La BM accompagne le Maroc vers une croissance plus inclusive

Le Groupe de la Banque mondiale ouvre un nouveau cycle de coopération avec le Maroc. Prévu sur dix ans, ce cadre de partenariat doit soutenir une croissance plus inclusive, renforcer la place du secteur privé et accélérer la création d’emplois, notamment pour les jeunes et les femmes.

Cette nouvelle feuille de route prolonge plus de six décennies de collaboration entre le Royaume et l’institution financière internationale. Depuis plus de 65 ans, la Banque mondiale accompagne le Maroc dans plusieurs chantiers liés aux infrastructures, à l’agriculture, à l’éducation, à la santé et à la protection sociale.

Le partenariat s’inscrit dans les orientations du Nouveau modèle de développement. Il vise à accompagner le passage d’une croissance largement soutenue par l’investissement public vers une économie davantage portée par les entreprises privées, capable de générer des emplois plus nombreux et de meilleure qualité.

La ministre de l’Économie et des Finances, Nadia Fettah, a présenté ce cadre comme une étape structurante. Elle a souligné sa capacité à réunir financements publics et privés, expertise et réformes autour d’une même vision de développement.

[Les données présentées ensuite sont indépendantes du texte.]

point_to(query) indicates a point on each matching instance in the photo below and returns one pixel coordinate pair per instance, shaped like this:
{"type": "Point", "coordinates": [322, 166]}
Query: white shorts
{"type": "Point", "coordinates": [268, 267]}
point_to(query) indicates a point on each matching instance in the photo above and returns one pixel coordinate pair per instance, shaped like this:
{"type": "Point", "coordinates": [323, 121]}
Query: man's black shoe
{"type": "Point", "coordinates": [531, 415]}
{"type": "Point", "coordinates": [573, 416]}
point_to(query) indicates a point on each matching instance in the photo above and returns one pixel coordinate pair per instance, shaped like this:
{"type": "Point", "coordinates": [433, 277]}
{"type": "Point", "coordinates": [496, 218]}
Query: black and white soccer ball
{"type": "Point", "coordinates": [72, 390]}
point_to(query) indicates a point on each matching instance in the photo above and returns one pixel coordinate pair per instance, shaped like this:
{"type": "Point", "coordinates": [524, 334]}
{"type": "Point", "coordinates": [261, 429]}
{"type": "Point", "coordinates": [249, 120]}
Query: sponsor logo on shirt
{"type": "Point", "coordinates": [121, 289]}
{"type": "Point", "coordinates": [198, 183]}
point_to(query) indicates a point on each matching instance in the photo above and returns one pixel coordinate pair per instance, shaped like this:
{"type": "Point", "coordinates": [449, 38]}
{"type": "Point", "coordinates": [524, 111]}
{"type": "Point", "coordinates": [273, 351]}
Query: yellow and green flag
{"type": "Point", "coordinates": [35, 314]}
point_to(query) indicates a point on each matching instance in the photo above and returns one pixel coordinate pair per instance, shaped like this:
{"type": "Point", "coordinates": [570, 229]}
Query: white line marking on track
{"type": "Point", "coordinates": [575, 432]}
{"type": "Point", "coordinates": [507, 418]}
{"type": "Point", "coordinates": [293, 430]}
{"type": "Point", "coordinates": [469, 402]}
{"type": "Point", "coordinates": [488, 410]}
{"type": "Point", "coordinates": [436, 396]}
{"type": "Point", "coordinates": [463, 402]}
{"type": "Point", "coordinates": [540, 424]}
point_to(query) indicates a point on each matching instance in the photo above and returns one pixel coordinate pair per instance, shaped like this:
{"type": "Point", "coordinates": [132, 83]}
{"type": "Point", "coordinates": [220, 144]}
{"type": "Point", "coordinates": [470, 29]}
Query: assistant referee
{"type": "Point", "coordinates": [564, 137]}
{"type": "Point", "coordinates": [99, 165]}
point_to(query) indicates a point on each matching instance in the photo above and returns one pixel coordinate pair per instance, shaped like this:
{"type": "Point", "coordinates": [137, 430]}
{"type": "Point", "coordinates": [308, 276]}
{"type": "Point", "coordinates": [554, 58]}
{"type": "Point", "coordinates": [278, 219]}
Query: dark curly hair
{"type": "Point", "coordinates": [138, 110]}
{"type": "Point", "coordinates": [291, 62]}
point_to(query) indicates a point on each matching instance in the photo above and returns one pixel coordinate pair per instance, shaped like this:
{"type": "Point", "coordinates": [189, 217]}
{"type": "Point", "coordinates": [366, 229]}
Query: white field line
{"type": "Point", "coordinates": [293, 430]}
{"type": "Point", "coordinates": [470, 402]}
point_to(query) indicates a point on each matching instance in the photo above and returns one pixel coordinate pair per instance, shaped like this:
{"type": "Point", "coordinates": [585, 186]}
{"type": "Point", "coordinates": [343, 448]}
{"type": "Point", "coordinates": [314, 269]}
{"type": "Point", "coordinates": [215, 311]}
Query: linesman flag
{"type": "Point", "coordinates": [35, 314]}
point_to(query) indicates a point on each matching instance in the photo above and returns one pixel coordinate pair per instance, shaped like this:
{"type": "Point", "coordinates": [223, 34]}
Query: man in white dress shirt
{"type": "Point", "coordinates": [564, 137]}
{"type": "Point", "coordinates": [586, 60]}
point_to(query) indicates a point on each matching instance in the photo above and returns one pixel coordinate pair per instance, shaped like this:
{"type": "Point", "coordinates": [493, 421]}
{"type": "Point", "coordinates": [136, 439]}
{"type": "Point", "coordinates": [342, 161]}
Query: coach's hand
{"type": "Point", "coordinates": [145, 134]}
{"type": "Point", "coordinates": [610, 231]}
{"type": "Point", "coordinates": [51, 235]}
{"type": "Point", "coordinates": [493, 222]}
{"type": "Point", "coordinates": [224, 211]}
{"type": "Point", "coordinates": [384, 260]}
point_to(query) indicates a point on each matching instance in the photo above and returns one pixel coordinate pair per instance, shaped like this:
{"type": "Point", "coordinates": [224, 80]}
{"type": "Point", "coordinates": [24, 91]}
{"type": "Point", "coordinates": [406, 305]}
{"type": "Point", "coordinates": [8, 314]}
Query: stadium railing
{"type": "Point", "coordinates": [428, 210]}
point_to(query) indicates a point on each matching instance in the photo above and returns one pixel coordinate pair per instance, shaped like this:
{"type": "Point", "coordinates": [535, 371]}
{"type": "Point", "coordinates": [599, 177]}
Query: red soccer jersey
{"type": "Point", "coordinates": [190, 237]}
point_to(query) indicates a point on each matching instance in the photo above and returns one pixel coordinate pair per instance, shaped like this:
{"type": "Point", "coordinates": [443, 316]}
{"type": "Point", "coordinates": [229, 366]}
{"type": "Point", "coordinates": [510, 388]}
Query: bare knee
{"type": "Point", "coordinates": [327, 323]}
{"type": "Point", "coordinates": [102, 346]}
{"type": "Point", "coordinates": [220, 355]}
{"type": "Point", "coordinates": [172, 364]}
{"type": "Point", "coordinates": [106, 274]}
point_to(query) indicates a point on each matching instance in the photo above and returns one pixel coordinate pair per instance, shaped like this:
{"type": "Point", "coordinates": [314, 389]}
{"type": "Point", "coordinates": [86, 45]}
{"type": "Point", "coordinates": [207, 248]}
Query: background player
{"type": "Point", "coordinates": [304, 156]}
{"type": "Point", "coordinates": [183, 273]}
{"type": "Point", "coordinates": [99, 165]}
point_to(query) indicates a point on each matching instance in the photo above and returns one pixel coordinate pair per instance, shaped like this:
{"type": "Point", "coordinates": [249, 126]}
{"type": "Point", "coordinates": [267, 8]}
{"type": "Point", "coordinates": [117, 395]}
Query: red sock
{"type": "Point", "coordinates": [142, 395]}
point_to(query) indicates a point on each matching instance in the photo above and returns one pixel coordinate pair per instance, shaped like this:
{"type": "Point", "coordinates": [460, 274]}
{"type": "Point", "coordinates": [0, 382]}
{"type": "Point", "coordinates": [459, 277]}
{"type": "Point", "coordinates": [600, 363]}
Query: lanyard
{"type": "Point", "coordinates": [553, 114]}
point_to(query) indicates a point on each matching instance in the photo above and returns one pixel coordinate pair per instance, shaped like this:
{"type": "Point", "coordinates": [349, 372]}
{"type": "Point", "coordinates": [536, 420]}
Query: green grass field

La création d’emplois constitue la priorité transversale du dispositif. Le programme entend répondre aux besoins des jeunes et des femmes, aussi bien dans les villes que dans les territoires ruraux.

La coopération reposera sur trois grands axes. Le premier porte sur la compétitivité des entreprises. Il prévoit une réduction des obstacles réglementaires, un renforcement de la concurrence et un meilleur accès au financement pour les petites et moyennes entreprises.

Le deuxième axe concerne les territoires. L’objectif est de mieux connecter les villes et les zones rurales, de réduire les écarts géographiques et de faciliter l’accès aux marchés comme aux services publics.

Le troisième volet est consacré au capital humain. Il prévoit un appui aux réformes de l’éducation, à la généralisation de la couverture sanitaire et à l’extension de la protection sociale.

Le partenariat sera évalué à partir de résultats concrets. Le nombre d’emplois créés, les investissements privés mobilisés, l’accès aux soins et à une éducation de qualité ainsi que la protection des populations vulnérables face aux chocs climatiques figureront parmi les principaux indicateurs suivis.

Pour mettre en œuvre cette stratégie, le Groupe de la Banque mondiale mobilisera ses prêts, son expertise technique et ses instruments destinés à attirer les capitaux privés.

Ousmane Dione, vice-président de la Banque mondiale pour la région Moyen-Orient, Afrique du Nord, Afghanistan et Pakistan, a indiqué que l’horizon de dix ans doit permettre de dépasser la logique des projets ponctuels et d’accompagner une transformation structurelle durable.

L’IFC entend, de son côté, renforcer les marchés, soutenir le développement des entreprises et mobiliser davantage d’investissements privés. Son vice-président pour l’Afrique, Ethiopis Tafara, a mis en avant le dynamisme de l’économie marocaine et le potentiel de ses entreprises.

La MIGA prévoit également d’utiliser ses garanties pour réduire les risques liés aux investissements au Maroc et faciliter l’arrivée de nouveaux capitaux privés.

À travers ce cadre de long terme, la Banque mondiale et le Maroc veulent ainsi inscrire la création d’emplois, la compétitivité des entreprises et la réduction des inégalités territoriales au centre de leur coopération.